In high school, however, Shea showed that he wasn’t much for following rules, such as curfews, which became problematic for the Hanover family that took him in. Shea was transferred to another foster home in Hartford.

Sage Barry, a football teammate, was Shea’s best friend while he lived in Hanover. They stayed in touch after Shea moved to Hartford.

The move was tough on Shea, Barry said. “He didn’t get along well” with his new foster mother, Barry said last week. “He didn’t feel like he was part of her family.”

At 17, Shea was arrested for shoplifting in Hartford. As a first-time offender, he entered a court diversion program, which would have allowed him to avoid a criminal record. But he failed to complete the program.

He dropped out of Hartford High School, and after leaving the foster home began living out of a tent and couch surfing.

He started using Oxycontin, which he said eased his bouts with anxiety.

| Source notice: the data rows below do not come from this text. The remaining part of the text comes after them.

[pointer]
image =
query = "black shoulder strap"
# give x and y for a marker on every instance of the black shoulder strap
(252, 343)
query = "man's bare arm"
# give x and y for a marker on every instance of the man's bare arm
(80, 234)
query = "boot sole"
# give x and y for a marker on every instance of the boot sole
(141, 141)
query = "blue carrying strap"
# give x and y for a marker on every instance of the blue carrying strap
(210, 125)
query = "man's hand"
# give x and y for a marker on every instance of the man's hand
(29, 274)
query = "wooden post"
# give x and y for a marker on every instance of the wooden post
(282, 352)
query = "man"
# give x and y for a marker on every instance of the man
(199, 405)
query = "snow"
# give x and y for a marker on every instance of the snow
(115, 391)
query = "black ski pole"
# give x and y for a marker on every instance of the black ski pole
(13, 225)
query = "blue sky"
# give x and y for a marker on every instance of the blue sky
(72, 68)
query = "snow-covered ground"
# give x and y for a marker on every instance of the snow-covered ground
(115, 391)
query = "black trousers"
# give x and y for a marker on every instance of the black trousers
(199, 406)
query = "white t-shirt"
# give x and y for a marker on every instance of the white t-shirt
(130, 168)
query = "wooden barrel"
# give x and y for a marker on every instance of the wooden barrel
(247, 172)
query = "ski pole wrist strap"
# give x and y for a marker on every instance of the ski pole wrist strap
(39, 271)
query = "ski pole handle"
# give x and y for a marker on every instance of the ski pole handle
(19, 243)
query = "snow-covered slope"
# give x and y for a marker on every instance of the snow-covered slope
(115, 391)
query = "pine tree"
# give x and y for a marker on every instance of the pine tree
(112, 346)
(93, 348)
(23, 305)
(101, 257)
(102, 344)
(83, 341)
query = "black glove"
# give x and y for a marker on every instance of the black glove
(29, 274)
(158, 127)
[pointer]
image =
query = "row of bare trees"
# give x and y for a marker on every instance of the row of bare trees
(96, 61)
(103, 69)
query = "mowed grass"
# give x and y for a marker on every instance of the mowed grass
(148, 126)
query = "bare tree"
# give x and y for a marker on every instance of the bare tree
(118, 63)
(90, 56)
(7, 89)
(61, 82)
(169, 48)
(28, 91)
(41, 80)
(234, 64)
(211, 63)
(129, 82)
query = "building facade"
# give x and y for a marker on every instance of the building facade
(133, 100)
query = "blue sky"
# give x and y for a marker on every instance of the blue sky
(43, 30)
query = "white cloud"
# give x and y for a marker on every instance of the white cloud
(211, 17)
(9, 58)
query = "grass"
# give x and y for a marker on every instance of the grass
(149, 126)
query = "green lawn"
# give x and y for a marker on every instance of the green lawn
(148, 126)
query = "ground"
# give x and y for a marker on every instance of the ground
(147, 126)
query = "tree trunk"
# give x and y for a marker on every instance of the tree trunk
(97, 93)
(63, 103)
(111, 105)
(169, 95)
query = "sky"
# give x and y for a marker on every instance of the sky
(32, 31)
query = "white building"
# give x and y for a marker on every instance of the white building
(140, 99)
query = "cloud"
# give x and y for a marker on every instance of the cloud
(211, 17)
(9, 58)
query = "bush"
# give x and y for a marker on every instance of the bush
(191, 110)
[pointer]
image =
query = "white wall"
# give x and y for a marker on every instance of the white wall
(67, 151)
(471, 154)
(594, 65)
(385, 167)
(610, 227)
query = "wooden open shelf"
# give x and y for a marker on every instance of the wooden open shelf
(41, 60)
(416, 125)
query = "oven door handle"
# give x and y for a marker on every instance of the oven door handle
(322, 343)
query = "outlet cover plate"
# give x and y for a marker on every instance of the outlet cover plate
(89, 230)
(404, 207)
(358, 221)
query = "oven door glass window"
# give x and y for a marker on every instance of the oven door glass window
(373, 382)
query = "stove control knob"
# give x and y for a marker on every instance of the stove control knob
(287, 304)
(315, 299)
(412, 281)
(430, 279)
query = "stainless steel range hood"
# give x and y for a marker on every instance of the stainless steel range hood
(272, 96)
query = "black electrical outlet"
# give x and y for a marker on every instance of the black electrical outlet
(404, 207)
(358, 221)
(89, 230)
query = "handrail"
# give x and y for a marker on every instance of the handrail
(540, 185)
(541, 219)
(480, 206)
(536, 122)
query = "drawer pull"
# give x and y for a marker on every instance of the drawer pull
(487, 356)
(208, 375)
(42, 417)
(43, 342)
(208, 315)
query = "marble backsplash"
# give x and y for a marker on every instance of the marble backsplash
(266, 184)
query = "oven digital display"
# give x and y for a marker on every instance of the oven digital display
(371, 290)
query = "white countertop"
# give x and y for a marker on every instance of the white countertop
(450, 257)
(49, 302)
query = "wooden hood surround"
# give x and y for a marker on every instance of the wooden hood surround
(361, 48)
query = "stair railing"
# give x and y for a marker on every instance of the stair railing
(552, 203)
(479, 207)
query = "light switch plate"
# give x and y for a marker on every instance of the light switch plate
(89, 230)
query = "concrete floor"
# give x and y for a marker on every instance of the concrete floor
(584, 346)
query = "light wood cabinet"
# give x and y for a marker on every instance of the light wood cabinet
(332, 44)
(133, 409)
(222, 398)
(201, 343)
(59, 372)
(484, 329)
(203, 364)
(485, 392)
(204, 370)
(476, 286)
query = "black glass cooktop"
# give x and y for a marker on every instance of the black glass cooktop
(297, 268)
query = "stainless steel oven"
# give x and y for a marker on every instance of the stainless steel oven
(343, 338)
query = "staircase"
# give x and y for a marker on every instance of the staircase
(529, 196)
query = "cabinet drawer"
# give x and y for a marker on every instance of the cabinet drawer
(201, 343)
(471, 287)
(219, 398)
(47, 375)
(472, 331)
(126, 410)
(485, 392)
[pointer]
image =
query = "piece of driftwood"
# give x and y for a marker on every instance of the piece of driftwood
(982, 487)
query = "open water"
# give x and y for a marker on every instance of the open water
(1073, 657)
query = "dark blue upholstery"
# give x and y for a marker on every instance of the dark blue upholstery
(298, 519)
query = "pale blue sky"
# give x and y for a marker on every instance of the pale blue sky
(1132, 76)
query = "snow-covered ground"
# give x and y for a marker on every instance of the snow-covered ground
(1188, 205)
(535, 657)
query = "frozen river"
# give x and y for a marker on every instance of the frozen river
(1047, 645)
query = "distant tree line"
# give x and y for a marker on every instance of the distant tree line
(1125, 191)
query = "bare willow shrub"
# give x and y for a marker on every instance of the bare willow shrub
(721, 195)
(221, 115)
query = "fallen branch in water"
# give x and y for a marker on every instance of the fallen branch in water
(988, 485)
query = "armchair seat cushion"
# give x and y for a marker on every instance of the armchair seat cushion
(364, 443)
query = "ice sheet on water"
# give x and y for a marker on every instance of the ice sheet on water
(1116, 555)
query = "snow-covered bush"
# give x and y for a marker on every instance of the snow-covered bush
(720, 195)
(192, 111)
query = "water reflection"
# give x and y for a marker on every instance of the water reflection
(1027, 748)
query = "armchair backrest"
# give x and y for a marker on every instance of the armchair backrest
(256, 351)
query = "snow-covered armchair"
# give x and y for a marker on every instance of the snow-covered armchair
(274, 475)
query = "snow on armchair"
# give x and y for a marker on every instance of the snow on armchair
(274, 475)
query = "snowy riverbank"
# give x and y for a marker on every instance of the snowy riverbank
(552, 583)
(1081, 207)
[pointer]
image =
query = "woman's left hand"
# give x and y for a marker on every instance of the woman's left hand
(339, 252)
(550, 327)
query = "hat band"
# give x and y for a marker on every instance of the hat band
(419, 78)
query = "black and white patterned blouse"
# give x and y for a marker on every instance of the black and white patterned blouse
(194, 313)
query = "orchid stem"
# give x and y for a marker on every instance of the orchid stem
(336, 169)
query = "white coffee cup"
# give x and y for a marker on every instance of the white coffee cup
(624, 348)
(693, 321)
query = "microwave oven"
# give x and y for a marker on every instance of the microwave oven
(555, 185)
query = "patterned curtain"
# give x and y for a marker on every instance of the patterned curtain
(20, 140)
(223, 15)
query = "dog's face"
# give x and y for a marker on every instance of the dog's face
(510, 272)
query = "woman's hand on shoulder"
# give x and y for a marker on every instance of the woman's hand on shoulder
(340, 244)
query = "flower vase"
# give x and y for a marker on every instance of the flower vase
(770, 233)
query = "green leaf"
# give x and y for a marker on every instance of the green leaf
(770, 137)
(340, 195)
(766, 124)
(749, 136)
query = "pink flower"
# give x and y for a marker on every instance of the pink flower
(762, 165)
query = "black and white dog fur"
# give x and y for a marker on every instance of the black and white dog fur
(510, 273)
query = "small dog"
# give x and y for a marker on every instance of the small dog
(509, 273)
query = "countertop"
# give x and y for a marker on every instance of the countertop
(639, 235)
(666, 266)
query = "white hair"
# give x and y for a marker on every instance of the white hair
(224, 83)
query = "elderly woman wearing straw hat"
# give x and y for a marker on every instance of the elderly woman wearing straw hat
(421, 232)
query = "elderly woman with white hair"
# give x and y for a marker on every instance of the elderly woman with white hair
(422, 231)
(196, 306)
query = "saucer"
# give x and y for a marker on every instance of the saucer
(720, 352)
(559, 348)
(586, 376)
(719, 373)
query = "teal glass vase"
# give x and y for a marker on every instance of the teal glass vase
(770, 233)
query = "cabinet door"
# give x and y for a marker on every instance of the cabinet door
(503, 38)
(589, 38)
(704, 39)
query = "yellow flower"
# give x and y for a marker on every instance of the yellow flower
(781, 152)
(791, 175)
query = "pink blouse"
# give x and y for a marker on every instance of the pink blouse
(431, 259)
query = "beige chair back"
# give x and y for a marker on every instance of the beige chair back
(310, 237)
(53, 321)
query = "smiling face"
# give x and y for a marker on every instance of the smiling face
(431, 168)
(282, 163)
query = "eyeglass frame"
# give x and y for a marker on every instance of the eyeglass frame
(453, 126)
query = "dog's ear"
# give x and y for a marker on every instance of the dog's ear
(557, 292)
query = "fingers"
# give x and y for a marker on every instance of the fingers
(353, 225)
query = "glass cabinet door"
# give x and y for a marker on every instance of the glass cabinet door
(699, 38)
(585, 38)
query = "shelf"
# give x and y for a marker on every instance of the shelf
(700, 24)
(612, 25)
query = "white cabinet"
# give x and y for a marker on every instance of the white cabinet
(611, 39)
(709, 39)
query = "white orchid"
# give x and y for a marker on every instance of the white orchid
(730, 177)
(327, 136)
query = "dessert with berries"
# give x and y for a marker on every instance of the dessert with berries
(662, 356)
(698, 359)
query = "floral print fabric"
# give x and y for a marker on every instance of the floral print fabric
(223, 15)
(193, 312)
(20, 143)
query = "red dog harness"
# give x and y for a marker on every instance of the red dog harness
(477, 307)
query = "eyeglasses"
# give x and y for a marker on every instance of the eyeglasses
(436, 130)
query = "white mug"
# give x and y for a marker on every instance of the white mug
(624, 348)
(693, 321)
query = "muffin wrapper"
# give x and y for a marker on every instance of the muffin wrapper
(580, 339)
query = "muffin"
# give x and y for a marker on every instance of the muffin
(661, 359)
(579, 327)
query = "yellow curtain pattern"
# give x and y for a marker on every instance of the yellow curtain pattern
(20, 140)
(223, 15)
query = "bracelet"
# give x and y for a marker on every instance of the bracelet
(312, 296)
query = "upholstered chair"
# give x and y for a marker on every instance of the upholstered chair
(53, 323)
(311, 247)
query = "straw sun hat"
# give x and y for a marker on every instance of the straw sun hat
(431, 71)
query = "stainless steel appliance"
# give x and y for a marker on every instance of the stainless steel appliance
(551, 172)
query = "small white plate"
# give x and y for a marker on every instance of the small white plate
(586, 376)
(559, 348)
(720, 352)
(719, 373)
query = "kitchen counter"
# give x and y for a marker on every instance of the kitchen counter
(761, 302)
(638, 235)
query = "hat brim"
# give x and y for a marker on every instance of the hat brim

“It helped me feel more normal around other people,” he said in the 2017 interview. “I could deal with things easier.”

When his prescription painkiller habit became too costly, he turned to heroin.

Within a few years, his rap sheet grew to a half dozen pages for theft and other nonviolent offenses.

But it wasn’t always doom and gloom.

For a while, Shea beat back his demons. He entered drug rehab, earned his high school diploma and enrolled at Vermont Technical College in Randolph.

Then his life unraveled — again. Two days after his 22nd birthday, Shea’s mother died from a drug overdose. Halfway to an associate’s degree at VTC, he suffered a relapse. Later, his younger sister was killed in a motorcycle crash.

In 2016, after getting nabbed in a Vermont State Police raid in Bethel, he pleaded guilty to possession of heroin. He spent seven months in prison.

With all he’d been through, Shea had “every excuse you could have, but he never blamed his problems on his past,” said Jeff Backus, who was Dismas House’s assistant director when Shea arrived in 2017.

Backus remembers Shea as someone who “craved knowledge and loved to read. He could talk about anything, politics or whatever.”

While at Dismas, Shea found a job behind the deli counter at Dan & Whit’s General Store in Norwich, where he’d worked in high school. After finishing a shift, Laura Fraser, a manager at her family’s store, sometimes gave him lifts to Hartford. On the short drives, Shea spoke with candor about trying to wean himself off methadone, a highly regulated medication used to treat heroin and painkiller dependence.

“He was trying so hard to get his life on track,” Fraser said.

Shea was interested in learning a trade. Meanwhile, he bounced from one menial job to another. He worked as a dishwasher and a custodian.

During the COVID-19 pandemic, Barry, his best friend from his Hanover days, rented him a room at his house in White River Junction. The insecurities that afflicted Shea as a teenager still plagued him a decade later, Barry discovered.

“Any girl who showed an interest in him, Tommy fell hard for,” Barry said. “He just wanted to be loved.”

After a bad breakup a few years ago, Shea “might have relapsed without me knowing about it,” Barry said.

Shea moved out shortly thereafter. Canales, his cousin, saw him for last time in late May. After he’d experienced car trouble on Interstate 89 in Bethel, she picked him up at a gas station.

“He was a little despondent over his car breaking down,” Canales recalled. “There was a (trade apprentice) program that he wanted to start, but didn’t know if he could without a car.”

Backus, who left Dismas this spring for a job with the Upper Valley Haven, had already heard about Shea’s death when I called him last week.

“Of all the losses that I’ve had over the years, this is probably the hardest,” Backus said. “I wished I’d stayed in touch with him better.”

On Friday, Canales and Shea’s sisters were finalizing plans for an outdoor event at a Randolph park that would serve as a remembrance. I suspect it will be fairly well attended.

As Backus puts it, “Tommy was so easy to root for.”